Ocho emires se sucedieron en al-Andalus entre los años 756 y 929 en una época brillante culturalmente –aunque también con algunos períodos de cierta inestabilidad– hasta que Abderrahman III decidió fundar un califato, declarándose emir al-mu’minin (príncipe de los creyentes), lo cual le otorgaba, además del poder terrenal, el poder espiritual sobre la umma (comunidad de creyentes), y por tanto independizándose por completo de Oriente.
Durante el gobierno de este califa y de su sucesor al-Hakam II se vivieron algunos de los momentos de mayor esplendor cultural de al-Andalus: su corte albergó a grandísimos científicos, poetas, filósofos… y durante estos años se construyeron y ampliaron grandes obras de la arquitectura de al-Andalus, como la ciudad palatina de Madinat al-Zahra (Córdoba) o la mezquita de Córdoba. A su vez, mantuvieron contactos con las grandes cortes del momento, tanto del mundo islámico como con Bizancio y otros poderes europeos.

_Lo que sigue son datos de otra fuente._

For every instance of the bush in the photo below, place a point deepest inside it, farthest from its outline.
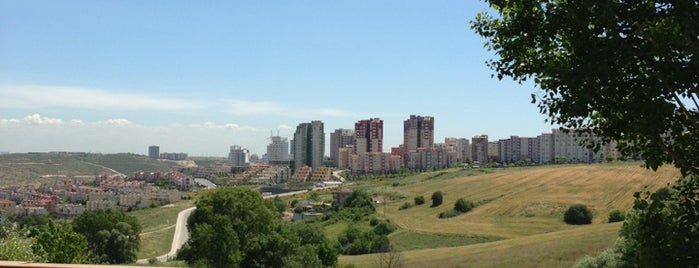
(616, 216)
(437, 198)
(449, 214)
(419, 200)
(384, 228)
(578, 214)
(462, 205)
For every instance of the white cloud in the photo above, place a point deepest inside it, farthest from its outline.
(244, 108)
(119, 122)
(231, 126)
(11, 121)
(40, 96)
(37, 119)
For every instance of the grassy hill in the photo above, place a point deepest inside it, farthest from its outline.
(521, 208)
(35, 168)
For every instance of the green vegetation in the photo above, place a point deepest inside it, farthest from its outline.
(600, 69)
(235, 227)
(616, 216)
(112, 236)
(578, 214)
(405, 240)
(437, 198)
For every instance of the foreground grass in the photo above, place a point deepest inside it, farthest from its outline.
(557, 249)
(158, 228)
(407, 240)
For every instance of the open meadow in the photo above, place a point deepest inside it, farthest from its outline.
(518, 218)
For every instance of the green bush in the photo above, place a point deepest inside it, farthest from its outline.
(578, 214)
(405, 205)
(449, 214)
(616, 216)
(419, 200)
(437, 198)
(462, 205)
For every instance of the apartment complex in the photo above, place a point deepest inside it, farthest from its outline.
(309, 144)
(239, 156)
(153, 152)
(340, 138)
(479, 148)
(278, 150)
(368, 136)
(418, 132)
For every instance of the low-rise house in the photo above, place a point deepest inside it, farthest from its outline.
(69, 210)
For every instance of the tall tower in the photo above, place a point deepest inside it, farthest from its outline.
(278, 150)
(239, 156)
(368, 136)
(479, 149)
(309, 144)
(340, 138)
(154, 152)
(418, 132)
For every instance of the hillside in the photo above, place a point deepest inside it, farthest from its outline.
(35, 168)
(522, 208)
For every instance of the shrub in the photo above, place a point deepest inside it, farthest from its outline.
(405, 205)
(437, 198)
(419, 200)
(449, 214)
(578, 214)
(384, 228)
(616, 216)
(462, 205)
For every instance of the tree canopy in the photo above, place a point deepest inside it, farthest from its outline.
(112, 236)
(625, 71)
(235, 227)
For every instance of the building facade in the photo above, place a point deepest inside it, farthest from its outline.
(368, 136)
(153, 152)
(309, 144)
(278, 150)
(339, 139)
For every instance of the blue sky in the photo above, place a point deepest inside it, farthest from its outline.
(197, 77)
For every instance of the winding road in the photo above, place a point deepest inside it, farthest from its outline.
(181, 233)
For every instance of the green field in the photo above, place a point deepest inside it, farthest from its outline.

Después de más de veinte años de fitna (guerra civil), se abolió el califato omeya. Diversas provincias y jefes locales de al-Andalus se independizaron y crearon cortes que rivalizaron con Córdoba en esplendor. Algunas de las grandes familias árabes, beréberes y muladíes quisieron hacerse con las riendas del país o, al menos, de su ciudad, surgiendo los reinos de taifas (muluk al-tawa’if), y se erigieron en dueños y señores de las principales plazas. Destacaron los gobernantes de Toledo, Zaragoza, Granada, Almería o Sevilla, entre muchos otros. En esta última corte destacó el rey poeta al-Mu’tamid, que murió exiliado en la ciudad de Agmat, cerca de Marrakech.
Frente a los reinos de taifas, el avance cristiano obtuvo grandes victorias, como la protagonizada por Alfonso VI, cuando en el año 1085 se hizo con la ciudad de Toledo.
Mientras, a finales del siglo XI, en el Magreb occidental surgió un nuevo movimiento político y religioso en el seno de una tribu beréber del sur, los Lamtuna, que fundaron la dinastía almorávide.
En al-Andalus los reinos de taifas, ante el empuje cristiano, pidieron ayuda a los Almorávides, que habían fundado la ciudad de Marrakech en torno al año 1070. Encabezados por Ibn Tashufin, penetraron los Almorávides en la Península e infligieron una seria derrota a las tropas de Alfonso VI en Sagrajas. Pronto conseguirían acabar con los reyes de taifas y gobernar al-Andalus.
Sin embargo, durante su gobierno los cristianos obtuvieron importantes avances, conquistando Alfonso I de Aragón Zaragoza en 1118. Al mismo tiempo, los Almorávides vieron amenazada su propia supremacía por un nuevo movimiento religioso surgido en el Magreb: los Almohades.
Esta nueva dinastía se generó en el seno de una tribu beréber procedente del corazón del Atlas que, encabezada por Ibn Tumart, pronto se organizó para derrocar a sus predecesores. También desde Marrakech gobernaron y se hicieron con las riendas de al-Andalus, dotándolo de cierta estabilidad y prosperidad económica y cultural. Fueron grandes constructores y también se rodearon de los mejores literatos y científicos de la época. En al-Andalus instalaron su capital en Sevilla. Esta dinastía empezó su declive a partir del 1212 con su derrota en la batalla de las Navas de Tolosa frente a los ejércitos cristianos de Aragón y Castilla.
El reino de Granada, con la dinastía nazarí, fue el último territorio musulmán de la Península Ibérica. Aunque sus límites fueron cambiando, se extendió por las provincias actuales de Granada, Málaga y Almería, además de algunos territorios de las de Sevilla, Cádiz y Jaén. Durante 250 años se mantuvo pese a su fragilidad política. Su más relevante testimonio es el conjunto monumental de la Alhambra y el Generalife. En el año 1492 el último rey nazarí, Boabdil (Abu ‘Abd Allah), vencido por las tropas cristianas entregó la ciudad de Granada y cruzó el Estrecho, instalándose en Fez.